Monthly Archives: January 2013
Today has been a bad day for my picking. I quite simply have not had the energy to make a conscious effort to do anything about it. I have given in to my hands and fingers and nails in the hope it would ease my stress. But it hasn’t. I’m in pain now and I feel sick to my stomach at what I’ve been doing to myself. I’ve ripped apart my back, chest and legs with tweezers. I want to cry but I can’t. I’m just so disappointed in myself right now. I’ve never felt so down as I do in this moment… It feels like my heart is breaking in two but at the same time I’m so numb that I can barely feel it… if that even makes any sense. I’d love to just stay here and sit and contemplate but I can’t; I have to get ready for work.
Soooo the new year has begun and what a rocky start it has been.
My New Year’s Resolution is to stop picking by the end of 2013. I may not stop completely. I may relapse ocassionally. But if I can manage my Dermatillomania to the point where it doesn’t impact my work, education, parenting abilities and clothing choices then I will accept that I have once and for all achieved my resolution. This is the 21st time I’ve made this resolution – it’s a lucky number for me so here’s hoping!

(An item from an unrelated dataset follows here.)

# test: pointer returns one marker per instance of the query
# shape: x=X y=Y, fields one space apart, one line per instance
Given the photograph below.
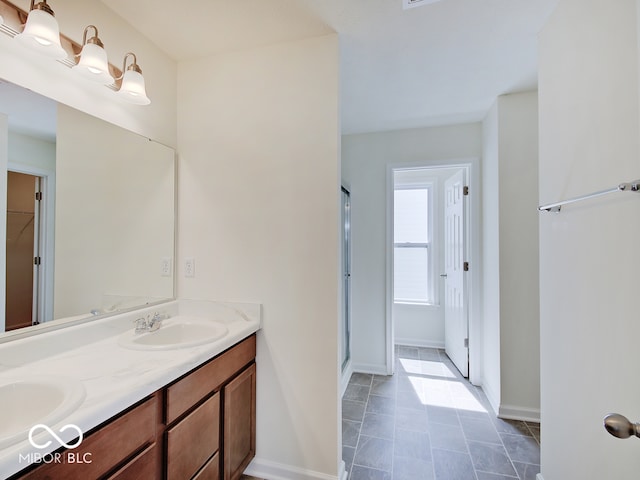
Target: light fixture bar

In saying all this though, I did pick tonight. In fact I CHOSE to pick tonight. As soon as I realised I had started doing it, I stopped myself, but then I chose to continue doing it anyway. I’m a little stressed at the moment so I figured I’d allow myself a bit of a guilt-free relapse tonight. Me and my boyfriend of 2 and a half years broke up a few days before Christmas and I now face homelessness due to the fact I am residing in his house. On top of all of this if I am lucky enough to find an affordable rental (which I doubt because our state is going through a rental crisis at the moment) I will have to quit my job because there will be no one to watch my son for me at nights. Oh and did I mention my study commitments recommence in 2 weeks time! STRESS!! And we all know that’s the last thing a Dermatillomania sufferer needs.
As much as I want to quit my Derma, it feels like it’s all I have to lean on at the moment.